The findings also confirm the pragmatic orientation of many front-line workers,19 and builds on this work by demonstrating the need to design and promote new initiatives in a way that both aligns to their professional values and makes their lives easier. The multifaceted nature of the improvement interventions is not only compatible with the prevailing view that single interventions have limited impact,11 but also gives more scope for the improvement work to be tailored to the preferences of different professionals.20
Implications for practice
This study presents some potentially useful findings for those leading large-scale quality improvement projects in general practice settings. First, for improvement efforts to operate effectively within the current organisation of primary care services in the UK, greater resource needs to be allocated to communicating, influencing, and engaging practices in the principles and practices of system-based improvement. Interventions, particularly educational ones, need to be more accessible, more timely, and more flexible. Greater attention is required to build the capacity and capability of primary care teams to improve the quality of their data and to utilise these data for improvement purposes.

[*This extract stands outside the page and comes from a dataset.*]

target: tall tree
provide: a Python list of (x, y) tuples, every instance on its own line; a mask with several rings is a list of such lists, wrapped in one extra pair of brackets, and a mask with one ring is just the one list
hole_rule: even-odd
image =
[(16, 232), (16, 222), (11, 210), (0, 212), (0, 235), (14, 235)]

Second, while much of the evidence derived from the evaluation of improvement initiatives in the acute sector appears to be relevant to general practice, it nevertheless requires adaptation in order to be relevant to primary care settings. In particular, notwithstanding the need for better use of data, it is likely that quality improvement initiatives are more likely to engage many primary care clinicians if they are seen to value both narrative and numeric data.21 In addition, it is possible that primary care staff will be more likely to engage if projects move beyond a focus on single conditions, perhaps examining improvement in the growing population of patients with multiple morbidities.22
This study raises broader questions about whether new, emerging models of primary care might help to create a more conducive environment for systematic improvement. Many of the problems identified in this evaluation are a consequence of the relative isolation and lack of infrastructure to support improvement in the sector. As practices become larger, and work more closely with neighbouring practices and hospitals through federations and clusters,23 improvement initiatives such as the one described in this study are likely to reap greater benefits for patients.
Acknowledgments
We thank the many practice staff, NHS managers, and service users for their cooperation and active contribution to the project.
Funding
The project was carried out as one of the programmes of the Health Innovation and Education Cluster for North East London, North Central London and Essex, funded by the Department of Health for England.
Ethical approval
Ethical approval was not required as the work was considered to be a service-based improvement programme and no identifiable confidential information was collected. All information was managed according to UK NHS information governance requirements.
Provenance
Freely submitted; externally peer reviewed.
Competing interests
The authors have declared no competing interests.